Pull Request Overview

This pull request refactors the LakeFSContext.newRDD method to directly process ranges using Spark RDD operations instead of using Hadoop's InputFormat API. The changes aim to simplify the data loading pipeline by bypassing the InputFormat layer.

Key changes:

Replaces sc.newAPIHadoopRDD with direct RDD operations using mapPartitions
Makes the Range class public and serializable for use across Spark operations
Introduces direct file handling and SSTableReader creation in RDD transformations

Reviewed Changes

Copilot reviewed 2 out of 2 changed files in this pull request and generated 2 comments.

File	Description
clients/spark/src/main/scala/io/treeverse/clients/LakeFSInputFormat.scala	Makes `Range` class public and serializable to support cross-partition serialization in Spark RDDs
clients/spark/src/main/scala/io/treeverse/clients/LakeFSContext.scala	Refactors `newRDD` to use direct RDD operations instead of InputFormat, processing ranges and entries through `mapPartitions` transformations

💡 Add Copilot custom instructions for smarter, more guided reviews. Learn how to get started.

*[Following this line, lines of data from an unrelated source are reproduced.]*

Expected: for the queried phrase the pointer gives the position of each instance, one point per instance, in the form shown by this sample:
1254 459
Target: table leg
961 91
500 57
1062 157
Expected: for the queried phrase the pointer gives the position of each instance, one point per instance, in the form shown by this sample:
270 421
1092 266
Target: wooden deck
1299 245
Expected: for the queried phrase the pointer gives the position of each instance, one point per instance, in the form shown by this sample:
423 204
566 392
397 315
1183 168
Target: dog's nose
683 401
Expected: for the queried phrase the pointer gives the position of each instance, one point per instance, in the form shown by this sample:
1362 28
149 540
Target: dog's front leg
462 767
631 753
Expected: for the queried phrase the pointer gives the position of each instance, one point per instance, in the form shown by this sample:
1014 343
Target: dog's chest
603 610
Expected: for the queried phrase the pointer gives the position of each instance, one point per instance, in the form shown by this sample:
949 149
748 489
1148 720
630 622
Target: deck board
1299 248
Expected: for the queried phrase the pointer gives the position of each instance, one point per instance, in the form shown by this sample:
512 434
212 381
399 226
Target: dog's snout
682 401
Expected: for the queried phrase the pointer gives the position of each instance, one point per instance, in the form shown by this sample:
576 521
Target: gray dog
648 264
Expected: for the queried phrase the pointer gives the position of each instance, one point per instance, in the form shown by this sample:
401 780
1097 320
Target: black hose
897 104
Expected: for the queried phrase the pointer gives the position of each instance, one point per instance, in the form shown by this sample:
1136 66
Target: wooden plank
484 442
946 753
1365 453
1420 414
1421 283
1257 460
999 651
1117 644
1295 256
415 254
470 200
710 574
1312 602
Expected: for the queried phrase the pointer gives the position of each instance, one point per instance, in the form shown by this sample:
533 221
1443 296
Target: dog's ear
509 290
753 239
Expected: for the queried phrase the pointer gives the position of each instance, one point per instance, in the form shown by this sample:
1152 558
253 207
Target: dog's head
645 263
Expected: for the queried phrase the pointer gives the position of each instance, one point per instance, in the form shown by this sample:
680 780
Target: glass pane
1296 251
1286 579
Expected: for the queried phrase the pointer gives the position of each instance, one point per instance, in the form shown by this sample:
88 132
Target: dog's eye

Copilot · 2025-11-10T13:06:49Z

clients/spark/src/main/scala/io/treeverse/clients/LakeFSContext.scala

+        val localFile = File.createTempFile("lakefs.", ".range")
+        fs.copyToLocalFile(false, path, new Path(localFile.getAbsolutePath), true)
+        val companion = Entry.messageCompanion
+        val sstableReader = new SSTableReader(localFile.getAbsolutePath, companion, true)
+        // TODO(ariels): Do we need to validate that this reader is good?  Assume _not_, this is
+        // not InputFormat code so it should have slightly nicer error reports.
+        sstableReader.newIterator().map((entry) => (entry.key, new WithIdentifier(entry.id, entry.message, range.id)))


The temporary file and SSTableReader are not properly cleaned up, leading to resource leaks. The TODO comment acknowledges this issue. Similar to the pattern used in EntryRecordReader (lines 95-98 in LakeFSInputFormat.scala), you should register a task completion listener to delete the temporary file:

val localFile = File.createTempFile("lakefs.", ".range") Option(TaskContext.get()).foreach(_.addTaskCompletionListener(_ => localFile.delete()))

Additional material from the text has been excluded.